Railroad safety issues are watchdogged by the state Utilities and Transportation Commission.

Nationwide and in Washington, accidents involving trains, people and vehicles have declined dramatically since a peak in the early 1970s. Still, within the past decade, there have been some 40 accidents a year on average, and 7 fatalities in Washington.

Increasingly, these accidents have occurred in Western Washington, near population centers. Since coal trains bound for Cherry Point would move through this region, “It is likely that without proper planning the increase in train traffic could result in an upturn in the number of railroad crossing accidents and fatalities in Washington state,” wrote David Danner, the commission’s executive director, in a letter earlier this year.

The commission also recently found fault with railroad maintenance efforts. Earlier this year, the commission fined BNSF $55,000 for being “neither cooperative nor responsive” in its effort to correct surfacing problems at seven railroad crossings in Whatcom County.

In a letter to the Army Corps of Engineers, the utilities commission and DOT requested that the environmental review examine all the improvements to the state rail or highway systems needed to accommodate increased coal train traffic.

But railroad officials balk at expanding the environmental review process for the Cherry Point terminal to include a statewide examination of the effects of increased coal train traffic.

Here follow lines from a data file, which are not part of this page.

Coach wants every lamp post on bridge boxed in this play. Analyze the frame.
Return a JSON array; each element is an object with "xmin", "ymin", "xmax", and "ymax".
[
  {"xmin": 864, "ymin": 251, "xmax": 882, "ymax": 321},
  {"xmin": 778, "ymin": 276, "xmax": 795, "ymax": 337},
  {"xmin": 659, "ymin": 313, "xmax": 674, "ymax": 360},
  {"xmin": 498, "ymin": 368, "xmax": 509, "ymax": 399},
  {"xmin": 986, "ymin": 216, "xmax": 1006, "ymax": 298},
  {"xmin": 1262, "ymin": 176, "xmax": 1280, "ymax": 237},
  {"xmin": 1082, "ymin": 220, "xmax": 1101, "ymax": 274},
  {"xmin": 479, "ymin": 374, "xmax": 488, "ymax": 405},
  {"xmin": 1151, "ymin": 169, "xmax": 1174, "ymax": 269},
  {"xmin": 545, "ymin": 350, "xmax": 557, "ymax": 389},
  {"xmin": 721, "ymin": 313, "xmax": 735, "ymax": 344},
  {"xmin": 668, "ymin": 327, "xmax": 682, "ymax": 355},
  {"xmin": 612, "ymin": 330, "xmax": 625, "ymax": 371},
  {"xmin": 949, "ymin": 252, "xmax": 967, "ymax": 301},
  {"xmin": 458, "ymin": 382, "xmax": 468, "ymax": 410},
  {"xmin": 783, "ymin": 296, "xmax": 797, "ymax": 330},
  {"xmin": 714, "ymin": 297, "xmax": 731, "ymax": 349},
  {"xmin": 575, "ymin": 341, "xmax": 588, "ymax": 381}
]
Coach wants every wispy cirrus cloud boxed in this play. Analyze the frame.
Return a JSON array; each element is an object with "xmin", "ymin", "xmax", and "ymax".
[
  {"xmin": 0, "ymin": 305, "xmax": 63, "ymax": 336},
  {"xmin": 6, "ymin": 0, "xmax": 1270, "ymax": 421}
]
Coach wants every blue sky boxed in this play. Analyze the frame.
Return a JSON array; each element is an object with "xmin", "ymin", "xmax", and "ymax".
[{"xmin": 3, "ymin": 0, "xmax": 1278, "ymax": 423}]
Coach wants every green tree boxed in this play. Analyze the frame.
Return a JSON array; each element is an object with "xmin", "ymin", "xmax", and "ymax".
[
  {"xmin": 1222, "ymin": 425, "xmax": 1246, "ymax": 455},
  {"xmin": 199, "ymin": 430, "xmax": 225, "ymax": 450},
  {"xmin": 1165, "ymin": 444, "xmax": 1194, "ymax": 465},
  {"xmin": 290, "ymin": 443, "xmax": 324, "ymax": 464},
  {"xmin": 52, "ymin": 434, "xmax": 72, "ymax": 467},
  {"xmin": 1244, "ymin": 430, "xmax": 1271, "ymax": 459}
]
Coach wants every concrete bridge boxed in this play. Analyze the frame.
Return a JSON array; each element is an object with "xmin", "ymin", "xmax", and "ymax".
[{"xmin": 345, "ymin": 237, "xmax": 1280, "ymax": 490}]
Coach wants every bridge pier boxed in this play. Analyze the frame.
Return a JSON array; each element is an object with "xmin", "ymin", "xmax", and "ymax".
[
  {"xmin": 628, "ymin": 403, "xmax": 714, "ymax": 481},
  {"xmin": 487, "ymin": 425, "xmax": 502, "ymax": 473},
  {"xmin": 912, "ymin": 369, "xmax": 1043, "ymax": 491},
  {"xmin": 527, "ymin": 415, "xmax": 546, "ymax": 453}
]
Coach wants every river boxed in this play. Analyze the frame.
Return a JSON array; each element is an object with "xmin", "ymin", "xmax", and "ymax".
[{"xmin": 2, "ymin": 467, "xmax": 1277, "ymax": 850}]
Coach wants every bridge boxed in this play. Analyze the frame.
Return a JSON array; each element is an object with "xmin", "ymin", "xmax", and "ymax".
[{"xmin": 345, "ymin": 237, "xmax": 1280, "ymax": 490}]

In a letter to reviewers, a BSNF official argued that such an approach would violate federal law, and the review should be limited to the rail effects within Whatcom County.

An Army Corps official, in June testimony to Congress, agreed with that approach, stating at a congressional hearing earlier this month that there was no legal authority for the agency to study the impacts of coal trains in rail belt communities.

But officials of the state Department of Ecology, a partner in the review process, say they do have that authority under Washington law. In the weeks ahead, they are expected to announce their own studies of coal trains impacts on communities.

That prospect alarms proponents of the terminals.

“This is uncharted territory which, if set as a precedent for state policy, could grind future port and industrial job growth to a halt,” said a statement released by the Alliance for Northwest Jobs and Exports, a pro-terminal group.